This is the primary operator for OpenStack. It is a "meta" operator, meaning it serves to coordinate the other operators for OpenStack by watching and configuring their CustomResources (CRs). Additionally installing this operator will automatically install all required operator dependencies for installing/managing OpenStack.

Description

This project is built, modeled, and maintained with operator-sdk.

Getting Started

You’ll need a Kubernetes cluster to run against. You can use KIND to get a local cluster for testing, or run against a remote cluster. Note: Your controller will automatically use the current context in your kubeconfig file (i.e. whatever cluster kubectl cluster-info shows).

Running on the cluster

  1. Install Instances of Custom Resources:

kubectl apply -f config/samples/
  1. Build and push your image to the location specified by IMG:

make docker-build docker-push IMG=<some-registry>/openstack-operator:tag
  1. Deploy the controller to the cluster with the image specified by IMG:

make deploy IMG=<some-registry>/openstack-operator:tag

Uninstall CRDs

To delete the CRDs from the cluster:

make uninstall

Undeploy controller

UnDeploy the controller to the cluster:

make undeploy

Building your own bundle, index images

The OpenStack operator uses multiple bundles to minimize the number of deployment artifacts we have in the OLM catalog while also providing enough space for our CRs (this is a big project).
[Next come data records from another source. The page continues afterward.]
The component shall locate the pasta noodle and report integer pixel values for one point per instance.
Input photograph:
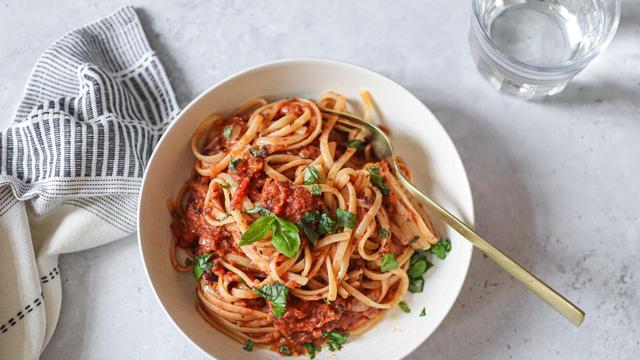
(296, 234)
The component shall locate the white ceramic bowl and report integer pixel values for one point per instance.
(420, 140)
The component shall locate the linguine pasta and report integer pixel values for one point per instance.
(296, 234)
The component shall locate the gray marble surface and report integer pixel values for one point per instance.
(555, 183)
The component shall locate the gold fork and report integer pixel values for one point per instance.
(383, 150)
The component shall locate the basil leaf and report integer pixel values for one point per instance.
(276, 293)
(346, 218)
(227, 131)
(257, 153)
(357, 144)
(441, 248)
(259, 209)
(388, 262)
(335, 339)
(418, 266)
(326, 225)
(284, 350)
(233, 165)
(248, 345)
(307, 223)
(311, 176)
(312, 350)
(403, 305)
(416, 285)
(201, 264)
(377, 180)
(285, 237)
(257, 230)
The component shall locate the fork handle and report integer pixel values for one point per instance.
(558, 302)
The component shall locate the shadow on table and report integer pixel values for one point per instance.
(490, 300)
As such the build order for local bundles is a bit different than normal.

  1. Run make:bundle. This pins down dependencies to version used in the go.mod and and also string replaces the URL for any dependant bundles (storage, etc) that we will build below. Additionally a dependency.yaml is added to the generated bundle so that we require any dependencies. This sets the stage for everything below.

make bundle
  1. Run dep-bundle-build-push. This creates any dependency bundles required by this project. It builds and pushes them to a registry as this is required to be able to build the main bundle.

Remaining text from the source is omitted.